The points of view and events depicted by both narrators reveal their agendas. Nanapush wants to persuade Lulu (his granddaughter) that her mother, Fleur, did not abandon her to the harsh environment of an Indian boarding school lightly. Pauline desires to be like Fleur and despises her at the same time: her jealousy and obsession make her narrative viewpoint unreliable. In a similar way, Nanapush’s narrative, which seeks to persuade Lulu to accept her mother, remains suspect. Both narrators have something critical at stake in recounting their stories. Pauline longs to be loved and to be thought special. Nanapush wants to survive and desires his adopted family to reunite. Pauline turns to white religion; Nanapush sticks to the old ways.

The central character in the novel is Fleur Pillager. After she is orphaned at age 17 during the 1912 epidemic, Nanapush takes her in, saving her life. Fleur, however, remains determined to live on her family’s land, and moves back to Matchimanito Lake, living on her own. Rumors and gossip continually swirl around Fleur because of her unusual strength, beauty, and life choices. For example, people gossip that Fleur, who has drowned in the lake twice and lived, controls the monster that lives in the lake. When the men who tried to save her die, the tribe assigns blame to Fleur.

When Fleur moves to Argus seeking work and money, Pauline is already living in the town. About the same age, the two girls work at the same butcher shop. Fleur, with the strength of a man, carries sides of beef and cuts meat. Pauline cares for her cousin, Russell, and grows jealous of Fleur’s powerful effect on men.

Fleur gains more attention when she joins the men’s card game. Pete Kozka, the butcher shop owner, and his three hired helpers play twenty-one and poker. Fleur wins consistently, making the men angry and suspicious. When she wins a huge pot containing all of the men’s pay for the week, the men drink, then chase Fleur down and rape her. Fleur moves back to the lake and hides that she has become pregnant. The men pay for their assault with their lives, once again focusing the town on Fleur’s power to kill.

Eli Kashpaw falls for Fleur, and he seeks Nanapush’s advice to win her love. When he is successful, and they begin living together in the lake house, the issue of Fleur’s baby’s provenance becomes clouded. By the time Lulu is born, Eli and Fleur are firmly a couple, and they raise Lulu together.

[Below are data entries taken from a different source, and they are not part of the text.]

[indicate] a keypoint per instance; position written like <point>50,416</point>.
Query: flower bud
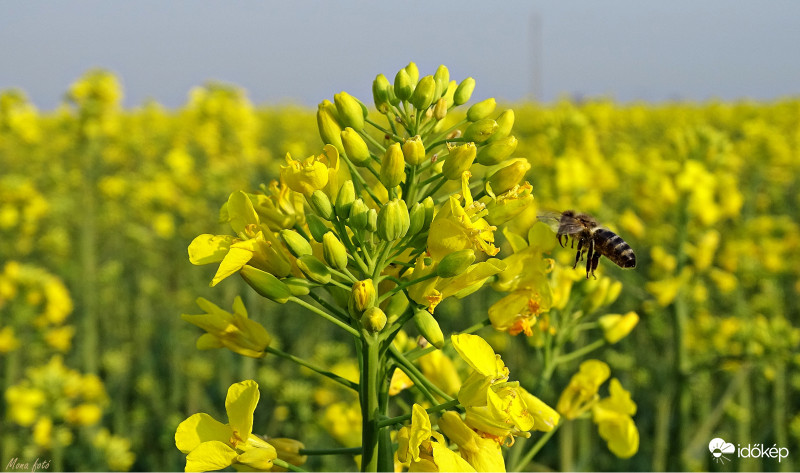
<point>414,150</point>
<point>393,166</point>
<point>440,109</point>
<point>450,93</point>
<point>505,121</point>
<point>374,319</point>
<point>416,218</point>
<point>509,176</point>
<point>464,91</point>
<point>265,284</point>
<point>430,209</point>
<point>459,159</point>
<point>344,200</point>
<point>321,204</point>
<point>363,295</point>
<point>422,98</point>
<point>496,151</point>
<point>334,251</point>
<point>442,78</point>
<point>481,110</point>
<point>316,227</point>
<point>350,112</point>
<point>616,327</point>
<point>429,328</point>
<point>481,130</point>
<point>298,286</point>
<point>455,263</point>
<point>359,213</point>
<point>403,87</point>
<point>296,244</point>
<point>314,269</point>
<point>329,128</point>
<point>355,147</point>
<point>413,72</point>
<point>382,93</point>
<point>372,220</point>
<point>393,220</point>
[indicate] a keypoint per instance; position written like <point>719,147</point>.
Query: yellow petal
<point>200,428</point>
<point>207,248</point>
<point>240,404</point>
<point>210,456</point>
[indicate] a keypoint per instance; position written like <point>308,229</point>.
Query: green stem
<point>523,462</point>
<point>326,316</point>
<point>400,419</point>
<point>330,451</point>
<point>409,367</point>
<point>370,405</point>
<point>335,377</point>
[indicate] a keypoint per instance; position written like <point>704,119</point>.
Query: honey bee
<point>593,240</point>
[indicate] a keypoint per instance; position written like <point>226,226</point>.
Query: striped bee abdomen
<point>613,247</point>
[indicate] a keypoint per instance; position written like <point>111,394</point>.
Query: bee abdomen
<point>613,247</point>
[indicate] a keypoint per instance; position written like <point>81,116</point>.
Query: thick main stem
<point>370,405</point>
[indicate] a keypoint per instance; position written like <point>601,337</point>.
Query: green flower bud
<point>397,305</point>
<point>440,109</point>
<point>363,295</point>
<point>329,128</point>
<point>314,269</point>
<point>459,159</point>
<point>355,147</point>
<point>374,319</point>
<point>481,130</point>
<point>345,198</point>
<point>296,244</point>
<point>334,251</point>
<point>298,286</point>
<point>509,176</point>
<point>430,209</point>
<point>382,93</point>
<point>449,94</point>
<point>403,86</point>
<point>359,214</point>
<point>429,328</point>
<point>350,112</point>
<point>321,204</point>
<point>416,219</point>
<point>372,220</point>
<point>464,91</point>
<point>496,151</point>
<point>455,263</point>
<point>442,78</point>
<point>316,227</point>
<point>505,121</point>
<point>422,98</point>
<point>481,110</point>
<point>413,72</point>
<point>414,151</point>
<point>393,169</point>
<point>393,220</point>
<point>266,284</point>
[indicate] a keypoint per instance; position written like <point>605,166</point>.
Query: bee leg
<point>578,255</point>
<point>595,262</point>
<point>589,257</point>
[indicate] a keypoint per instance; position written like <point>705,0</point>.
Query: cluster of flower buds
<point>384,212</point>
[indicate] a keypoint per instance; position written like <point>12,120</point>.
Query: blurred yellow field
<point>98,205</point>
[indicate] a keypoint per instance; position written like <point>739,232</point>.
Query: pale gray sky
<point>304,51</point>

Pauline’s chapters display her growing madness and religious mania. She enters the novitiate and believes that Jesus wants her to convert as many people as possible, including Fleur and Nanapush, to save their souls. Her insanity reaches a climax when she mistakes Napoleon Morrissey for Satan and kills him. Her visions and beliefs conform to the gossip in the tribe, particularly concerning Fleur and her powers over men and nature.

Meanwhile, logging money and alcohol also haunt the tribe. Many people succumb to one or both, losing their land and their self-respect. Nanapush and Margaret Kashpaw move to the lake in order to survive. Nanapush and Margaret eventually become a couple. The issue of selling land allotments to the logging company or the government bitterly divides the tribe’s clans, and the yearly allotment payments become ruinously expensive.

After a difficult struggle to earn the money to save the Pillager, Nanapush, and Kashpaw allotments, Margaret Kashpaw deceives Fleur and Nanapush by only paying the fees for her own allotment. This deception tears Eli and Fleur apart. As she reconciles herself to the loss of her land, Fleur takes action. First, she sends Lulu to the safety of the government boarding school. Next, rather than allow the loggers to take down her forest, she saws through the trunks of the ancient oaks at the base herself. When the loggers and Eli come with their equipment, wagons, and horses to evict her, she stirs up a stiff breeze and the trees fall outward from the lake, crushing the men, equipment, and horses beneath them.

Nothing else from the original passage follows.